Student im PJ Allgemeinmedizin

PJ Allgemeinmedizin

Das Praktische Jahr ist der letzte Teil eures Medizinstudiums. Im PJ arbeitet ihr ein Jahr lang in einer Klinik mit und lernt den Berufsalltag eines Arztes kennen. Wer nach acht Monaten das Krankenhaus satt hat, und sich in der ambulanten Patientenversorgung ausprobieren möchte, für den ist das PJ Allgemeinmedizin eine ausgezeichnete Wahl.

Wahlfach Allgemeinmedizin

Das PJ setzt sich aus drei Tertialen zusammen: 16 Wochen Chirurgie, 16 Wochen Innere Medizin und 16 Wochen in einem Fach eurer Wahl. Wer die Arbeit als Hausarzt kennen lernen möchte, hat dazu im Wahlfach Allgemeinmedizin die Möglichkeit.
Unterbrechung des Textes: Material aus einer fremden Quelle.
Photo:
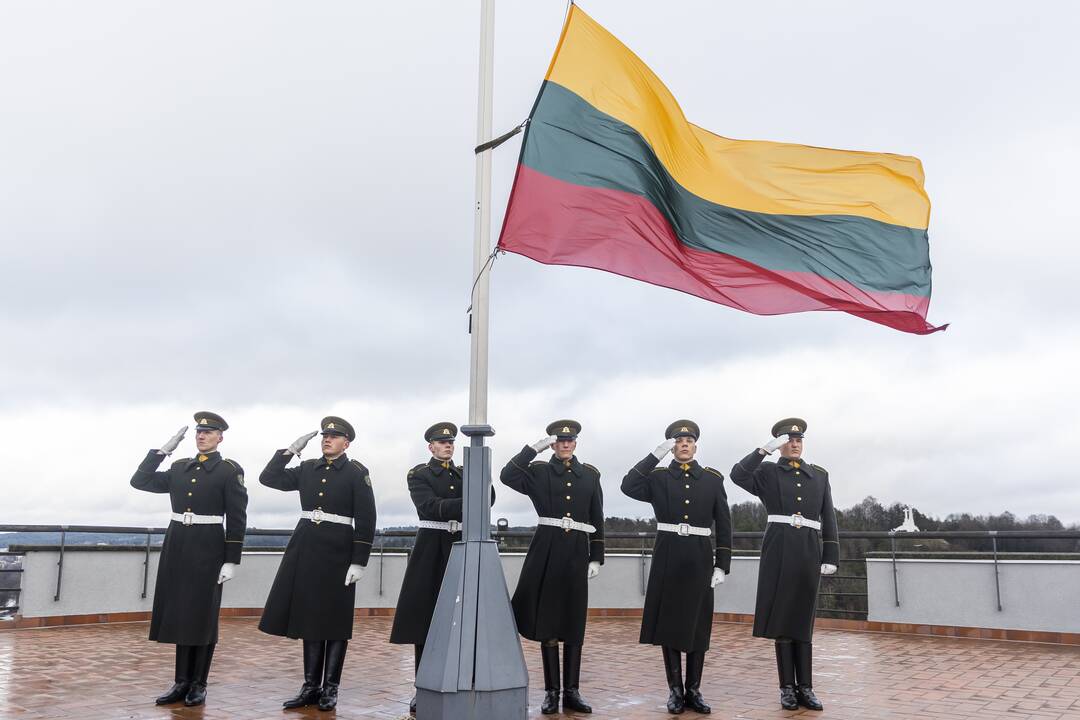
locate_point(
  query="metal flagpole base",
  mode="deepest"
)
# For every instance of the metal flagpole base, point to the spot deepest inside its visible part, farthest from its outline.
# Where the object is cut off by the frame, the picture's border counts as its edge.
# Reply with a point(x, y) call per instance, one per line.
point(473, 667)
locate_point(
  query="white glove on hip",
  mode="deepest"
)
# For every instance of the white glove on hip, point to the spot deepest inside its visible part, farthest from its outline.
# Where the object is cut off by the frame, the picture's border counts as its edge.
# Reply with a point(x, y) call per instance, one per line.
point(543, 443)
point(171, 444)
point(355, 572)
point(300, 443)
point(774, 444)
point(663, 449)
point(228, 570)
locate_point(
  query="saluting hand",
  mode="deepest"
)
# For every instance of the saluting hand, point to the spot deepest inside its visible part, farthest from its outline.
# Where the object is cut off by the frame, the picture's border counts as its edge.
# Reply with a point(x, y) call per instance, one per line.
point(300, 443)
point(170, 445)
point(774, 444)
point(355, 572)
point(543, 443)
point(663, 449)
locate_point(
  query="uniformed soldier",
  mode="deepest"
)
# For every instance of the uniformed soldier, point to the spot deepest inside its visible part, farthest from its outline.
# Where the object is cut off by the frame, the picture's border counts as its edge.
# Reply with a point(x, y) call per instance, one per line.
point(800, 545)
point(313, 593)
point(198, 554)
point(688, 501)
point(551, 600)
point(435, 488)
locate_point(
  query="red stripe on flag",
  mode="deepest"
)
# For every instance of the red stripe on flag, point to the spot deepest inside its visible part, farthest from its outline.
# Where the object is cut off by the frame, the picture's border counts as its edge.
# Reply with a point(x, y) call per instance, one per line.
point(557, 222)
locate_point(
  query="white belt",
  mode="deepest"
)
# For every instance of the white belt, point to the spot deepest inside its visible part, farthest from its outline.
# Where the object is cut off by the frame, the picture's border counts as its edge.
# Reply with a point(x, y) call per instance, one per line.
point(684, 529)
point(318, 516)
point(191, 518)
point(795, 521)
point(449, 526)
point(566, 524)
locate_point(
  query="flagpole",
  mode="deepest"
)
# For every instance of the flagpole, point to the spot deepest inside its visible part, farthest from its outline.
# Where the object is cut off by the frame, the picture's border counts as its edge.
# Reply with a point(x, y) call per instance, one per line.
point(482, 222)
point(472, 667)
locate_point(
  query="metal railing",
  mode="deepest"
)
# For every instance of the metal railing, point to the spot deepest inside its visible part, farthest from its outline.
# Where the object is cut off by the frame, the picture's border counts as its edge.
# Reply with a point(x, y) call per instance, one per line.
point(848, 583)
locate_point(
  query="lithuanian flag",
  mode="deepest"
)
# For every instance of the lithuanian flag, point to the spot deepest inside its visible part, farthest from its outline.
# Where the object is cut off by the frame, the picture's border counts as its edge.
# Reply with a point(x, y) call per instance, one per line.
point(612, 176)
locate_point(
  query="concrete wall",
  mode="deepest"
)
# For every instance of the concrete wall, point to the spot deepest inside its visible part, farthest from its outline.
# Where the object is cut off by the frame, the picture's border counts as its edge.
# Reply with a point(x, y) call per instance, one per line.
point(111, 581)
point(1036, 595)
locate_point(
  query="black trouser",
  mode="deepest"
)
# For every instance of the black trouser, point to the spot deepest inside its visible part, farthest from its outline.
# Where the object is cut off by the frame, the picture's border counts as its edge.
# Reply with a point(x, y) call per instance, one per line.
point(193, 662)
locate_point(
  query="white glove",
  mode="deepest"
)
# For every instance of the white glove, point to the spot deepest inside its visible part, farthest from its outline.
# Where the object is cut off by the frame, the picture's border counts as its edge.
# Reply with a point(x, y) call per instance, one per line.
point(355, 572)
point(170, 445)
point(228, 570)
point(543, 443)
point(663, 449)
point(300, 443)
point(774, 444)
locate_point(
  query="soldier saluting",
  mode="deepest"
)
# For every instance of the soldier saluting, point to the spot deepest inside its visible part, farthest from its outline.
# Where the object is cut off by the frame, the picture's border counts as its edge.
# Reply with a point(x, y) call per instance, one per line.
point(688, 501)
point(435, 488)
point(800, 544)
point(313, 593)
point(551, 600)
point(198, 554)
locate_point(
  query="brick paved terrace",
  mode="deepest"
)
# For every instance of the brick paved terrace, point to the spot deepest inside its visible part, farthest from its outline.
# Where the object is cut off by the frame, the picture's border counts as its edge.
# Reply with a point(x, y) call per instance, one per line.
point(111, 671)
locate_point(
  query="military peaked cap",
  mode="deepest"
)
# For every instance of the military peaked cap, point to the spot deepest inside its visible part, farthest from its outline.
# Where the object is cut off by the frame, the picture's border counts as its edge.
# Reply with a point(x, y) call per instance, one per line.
point(683, 429)
point(334, 425)
point(565, 430)
point(441, 431)
point(207, 420)
point(790, 426)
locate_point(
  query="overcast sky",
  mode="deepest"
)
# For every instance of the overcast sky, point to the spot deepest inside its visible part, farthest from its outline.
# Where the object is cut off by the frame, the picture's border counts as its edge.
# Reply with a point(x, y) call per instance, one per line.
point(265, 209)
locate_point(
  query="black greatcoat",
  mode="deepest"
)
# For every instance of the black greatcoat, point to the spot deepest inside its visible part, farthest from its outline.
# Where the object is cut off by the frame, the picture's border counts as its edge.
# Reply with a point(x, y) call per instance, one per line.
point(187, 597)
point(309, 598)
point(790, 568)
point(678, 600)
point(551, 600)
point(436, 493)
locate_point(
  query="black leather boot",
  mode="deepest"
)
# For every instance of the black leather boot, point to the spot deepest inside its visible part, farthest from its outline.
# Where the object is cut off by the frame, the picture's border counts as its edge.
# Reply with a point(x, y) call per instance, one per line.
point(417, 655)
point(785, 670)
point(804, 674)
point(335, 662)
point(549, 653)
point(181, 678)
point(694, 666)
point(201, 657)
point(571, 675)
point(313, 653)
point(673, 667)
Im PJ Allgemeinmedizin arbeitet ihr vier Monate lang in einer von eurer Universität anerkannten Lehrpraxis mit und lernt das Behandlungsspektrum einer Hausarztpraxis kennen. Der Weg in ländliche Regionen lohnt sich: In einer Landarztpraxis sind das Patientenspektrum und die Beratungsanlässe oft sogar noch etwas vielfältiger als in der Stadt.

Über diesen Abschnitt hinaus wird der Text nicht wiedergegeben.